Take a listen to track three, "Autumn in Our Town" a beautifully expressed and crafted Indian Summer piano vignette by Dave Brubeck. This track is a definitive tone poem of the title.
Remember Paul Desmond Pure Desmond and his sweet signatory embouchure profiling his tone? Well the piano as played here by Dave Brubeck atavistically ordains resemblance. A truly beautiful CD. A must have CD if you enjoy piano.
The imbecilic rubes might assign a moniker of smooth Jazz or the like. This is not the case. This CD is an etude, an excursion of the soul.
Customer Rating:      Summary: Brubeck Comment: A great Dave Brubeck CD. I have followed him from the 60's. This is a nice mellow CD.
Customer Rating:      Summary: sweet and bittersweet. ghosts in the chords Comment: Very personal Solo piano renditions of standards, the jacket shows all, very very autumnal music from a man well in to the autumn of his life. Sweet and Bittersweet, full of memories, even ghosts of autumns past. Elegaic. He uses more slow dark chords on these standards than I've ever heard from him in his more Pop albums. Sounds almost like Thelonious Monk in places, minors, diminished minor 7ths, 9ths, 13th's, whatever, he hangs these dark chords out these and sometimes he resolves them into the majors they were written in and sometimes he doesn't. It is between wrong note and really clever. Very well recorded solos so these chords hang in the frosty autumn air. Slow tempos.

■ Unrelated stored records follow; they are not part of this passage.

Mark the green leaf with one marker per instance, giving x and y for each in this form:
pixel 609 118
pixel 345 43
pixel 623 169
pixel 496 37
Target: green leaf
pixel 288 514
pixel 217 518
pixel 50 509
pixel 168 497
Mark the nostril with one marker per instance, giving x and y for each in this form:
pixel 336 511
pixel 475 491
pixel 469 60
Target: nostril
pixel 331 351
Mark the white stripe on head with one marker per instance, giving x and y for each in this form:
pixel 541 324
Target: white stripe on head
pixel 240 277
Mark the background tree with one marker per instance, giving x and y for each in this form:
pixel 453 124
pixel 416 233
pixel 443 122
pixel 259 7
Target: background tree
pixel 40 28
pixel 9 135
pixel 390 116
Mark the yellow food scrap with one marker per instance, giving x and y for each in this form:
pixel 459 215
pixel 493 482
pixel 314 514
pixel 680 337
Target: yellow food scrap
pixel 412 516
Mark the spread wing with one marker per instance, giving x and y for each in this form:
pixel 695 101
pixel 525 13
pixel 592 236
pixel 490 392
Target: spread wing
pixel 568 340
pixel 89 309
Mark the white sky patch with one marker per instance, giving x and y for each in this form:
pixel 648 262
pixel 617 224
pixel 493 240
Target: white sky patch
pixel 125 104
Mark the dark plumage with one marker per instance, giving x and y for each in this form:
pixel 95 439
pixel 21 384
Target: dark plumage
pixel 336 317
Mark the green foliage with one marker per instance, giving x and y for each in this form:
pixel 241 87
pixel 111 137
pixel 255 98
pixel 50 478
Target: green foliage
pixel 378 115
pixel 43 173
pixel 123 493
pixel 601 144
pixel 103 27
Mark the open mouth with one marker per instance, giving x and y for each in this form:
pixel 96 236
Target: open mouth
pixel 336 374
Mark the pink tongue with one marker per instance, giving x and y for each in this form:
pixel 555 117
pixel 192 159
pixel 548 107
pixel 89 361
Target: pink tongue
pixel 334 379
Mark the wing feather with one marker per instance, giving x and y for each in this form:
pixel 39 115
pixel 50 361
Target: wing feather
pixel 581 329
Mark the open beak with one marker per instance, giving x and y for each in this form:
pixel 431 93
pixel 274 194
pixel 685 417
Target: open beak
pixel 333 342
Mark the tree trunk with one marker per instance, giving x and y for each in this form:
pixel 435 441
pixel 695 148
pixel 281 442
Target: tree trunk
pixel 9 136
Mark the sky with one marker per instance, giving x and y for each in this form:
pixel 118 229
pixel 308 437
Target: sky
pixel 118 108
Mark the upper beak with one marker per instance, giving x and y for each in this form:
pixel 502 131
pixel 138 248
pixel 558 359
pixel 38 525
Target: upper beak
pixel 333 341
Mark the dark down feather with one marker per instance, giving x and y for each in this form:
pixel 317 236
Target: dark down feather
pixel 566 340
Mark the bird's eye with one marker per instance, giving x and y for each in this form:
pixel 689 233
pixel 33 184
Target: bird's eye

Dave Brubeck has outlived them all. He was a contemporary of Cool Jazzmen Miles Davis, Stan Getz, Chet Baker, Bill Evans, Gerry Mulligan, not to mention his wonderful alto sax man Paul Desmond, etc. Clean living, I guess. While his contemporaries were shooting drugs and/or guzzling booze, Brubeck was drinking milk and going home early to his wife of many years. Raising a family. So he's still with us and to my ear has done one of the most involving albums I've heard from him in more than a decade.
It is as if he was remembering his whole life. And the ghosts are just beyond reach. Brubecks new CD is really thoughful and late night.
Elevator music, huh?? He has spent more time agonizing over each note and chord he plays than I have ever heard.
paritularly good are the Impressionistic September Song, and Spring is Here, and the dark So Lonely.
resonates with listeners who feel that Jazz should be melodic, original and thoughtful need not be frenetic or noisy.
highly recommended
Customer Rating:      Summary: Wow! Absolutly Beautiful Comment: I've been a Brubeck fan for a lot of years. I was hooked when I got a copy of "Jazz at Oberlin"... still one of my favorites. But this album is different... and it is absolutly beautiful. This is Brubeck in a very pensive, reflective mood. When you listen to this album you get a sense of serenity that you're coomfortably sitting in a room listening to one of the great jazz pianists of our time. The music is laid-back and the melodies and chords structures are a delight. If you want to relax quitely with some mello jazz... this is the album.
Customer Rating:      Summary: Solo Brubeck in a reflective mood Comment: By all rights Dave Brubeck shouldn't have made it to these sessions after his accident in a Tyler, TX hotel room, described in detail in the booklet notes. The resulting music, however, is beautiful and haunting -- mostly taken at slow tempo, with strong melodies giving way to classic Brubeck touches. There's not a song that runs over five minutes, each is a first take, and the program is presented in the order he recorded them over two days' time. There are a few originals scattered throughout, sounding like the classics that surround them. Considering the pain he was suffering (a week later he was in hospital awaiting surgery) this is a remarkable effort from the 86-year-old composer and pianist, and a solo performance that will be a quiet pleasure for fans.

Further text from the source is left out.